Michael Titze: Arbeit macht glücklich, wenn sie als innerlich bejahte Kür und nicht nur als von außen auferlegte Pflicht erlebt wird. In den längst vergangenen Zeiten der Vollbeschäftigung ließ sich diese Wahl relativ leicht treffen. Heute müssen viele froh sein, überhaupt Arbeit zu bekommen. So sucht man Sinnerfüllung in Freizeitaktivitäten.
Haben Ost und West unterschiedliche Auffassungen von Glück?
Hans-Joachim Koraus: Glück war im westlichen Deutschlands mehr mit Suche nach Individualität und Selbstverwirklichung verknüpft. Im Osten wurde glückliches Erleben mehr in Gruppen - in der Familie, im Freundeskreis, im Kollektiv - gesucht. Gemeinsames Erleben hatte einen sehr hohen Wert.

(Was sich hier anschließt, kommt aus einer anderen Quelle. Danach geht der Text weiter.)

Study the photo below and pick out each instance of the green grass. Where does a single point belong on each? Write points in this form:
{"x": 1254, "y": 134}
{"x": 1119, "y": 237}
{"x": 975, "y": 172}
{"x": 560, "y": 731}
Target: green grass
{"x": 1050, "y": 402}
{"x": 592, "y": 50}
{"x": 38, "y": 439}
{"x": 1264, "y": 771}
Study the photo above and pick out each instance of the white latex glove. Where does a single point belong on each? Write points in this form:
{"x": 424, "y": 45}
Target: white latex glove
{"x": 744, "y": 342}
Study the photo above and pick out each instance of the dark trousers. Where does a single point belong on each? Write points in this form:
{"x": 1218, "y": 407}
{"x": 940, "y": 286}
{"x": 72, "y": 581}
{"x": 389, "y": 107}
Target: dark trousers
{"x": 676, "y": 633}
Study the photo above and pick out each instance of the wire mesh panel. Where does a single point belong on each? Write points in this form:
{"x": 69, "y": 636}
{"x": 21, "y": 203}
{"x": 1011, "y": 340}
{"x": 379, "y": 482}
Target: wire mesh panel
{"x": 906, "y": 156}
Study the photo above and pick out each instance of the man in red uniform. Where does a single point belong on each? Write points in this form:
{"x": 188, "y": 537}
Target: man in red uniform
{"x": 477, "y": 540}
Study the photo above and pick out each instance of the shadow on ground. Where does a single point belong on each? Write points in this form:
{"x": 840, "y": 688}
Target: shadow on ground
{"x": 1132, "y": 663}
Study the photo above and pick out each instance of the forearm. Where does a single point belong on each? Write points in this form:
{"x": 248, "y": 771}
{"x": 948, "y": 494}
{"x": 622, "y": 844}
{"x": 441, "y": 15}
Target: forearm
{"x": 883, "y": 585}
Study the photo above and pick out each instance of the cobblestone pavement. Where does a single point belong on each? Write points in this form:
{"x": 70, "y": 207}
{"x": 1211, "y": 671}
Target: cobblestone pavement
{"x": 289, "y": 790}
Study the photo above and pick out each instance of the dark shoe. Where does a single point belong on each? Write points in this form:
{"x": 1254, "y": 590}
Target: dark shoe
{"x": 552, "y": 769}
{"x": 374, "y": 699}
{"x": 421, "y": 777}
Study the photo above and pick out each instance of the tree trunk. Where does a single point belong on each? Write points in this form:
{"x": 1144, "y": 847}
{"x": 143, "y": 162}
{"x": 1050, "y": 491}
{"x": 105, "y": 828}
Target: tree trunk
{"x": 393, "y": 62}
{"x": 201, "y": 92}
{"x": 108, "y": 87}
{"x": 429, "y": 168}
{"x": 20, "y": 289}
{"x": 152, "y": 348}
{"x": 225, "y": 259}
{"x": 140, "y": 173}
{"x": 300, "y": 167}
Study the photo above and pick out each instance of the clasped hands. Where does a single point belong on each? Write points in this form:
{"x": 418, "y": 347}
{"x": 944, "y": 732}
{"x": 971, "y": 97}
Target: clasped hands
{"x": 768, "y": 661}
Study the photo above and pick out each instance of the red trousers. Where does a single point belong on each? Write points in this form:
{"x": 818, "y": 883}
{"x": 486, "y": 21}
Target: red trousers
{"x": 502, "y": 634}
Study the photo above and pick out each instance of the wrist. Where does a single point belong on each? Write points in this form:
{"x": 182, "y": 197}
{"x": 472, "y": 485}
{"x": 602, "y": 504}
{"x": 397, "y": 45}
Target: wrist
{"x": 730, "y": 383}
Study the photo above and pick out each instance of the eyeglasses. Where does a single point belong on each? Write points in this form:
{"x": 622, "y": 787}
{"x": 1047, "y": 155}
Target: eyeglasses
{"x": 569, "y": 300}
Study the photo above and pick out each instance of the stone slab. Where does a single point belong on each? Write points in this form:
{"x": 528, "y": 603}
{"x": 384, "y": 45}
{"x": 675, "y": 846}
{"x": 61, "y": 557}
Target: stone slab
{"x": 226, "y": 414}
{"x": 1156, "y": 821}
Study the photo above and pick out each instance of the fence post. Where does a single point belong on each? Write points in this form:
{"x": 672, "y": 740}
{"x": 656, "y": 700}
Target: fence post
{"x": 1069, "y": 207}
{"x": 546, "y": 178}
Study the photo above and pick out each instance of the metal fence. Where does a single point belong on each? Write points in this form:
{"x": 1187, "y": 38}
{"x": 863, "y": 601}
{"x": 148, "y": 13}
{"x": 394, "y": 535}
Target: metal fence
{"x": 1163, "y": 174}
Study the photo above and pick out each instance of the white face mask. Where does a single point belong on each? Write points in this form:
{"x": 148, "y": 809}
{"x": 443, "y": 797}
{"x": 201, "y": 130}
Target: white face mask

Michael Titze: Die durch den Sozialismus bedingte Reduzierung individueller Erfolgsmöglichkeiten, vor allem in materieller Hinsicht, schuf paradoxer Weise die emotionalen Voraussetzungen, sich auf das relativ leicht erreichbare »kleine Glück« einzustellen - und dieses auszukosten. Ähnlich war die Situation in Westdeutschland in der Nachkriegszeit. Eine Studie belegt, dass Westdeutsche um 1950 dreimal häufiger gelacht haben als in den Achtzigern!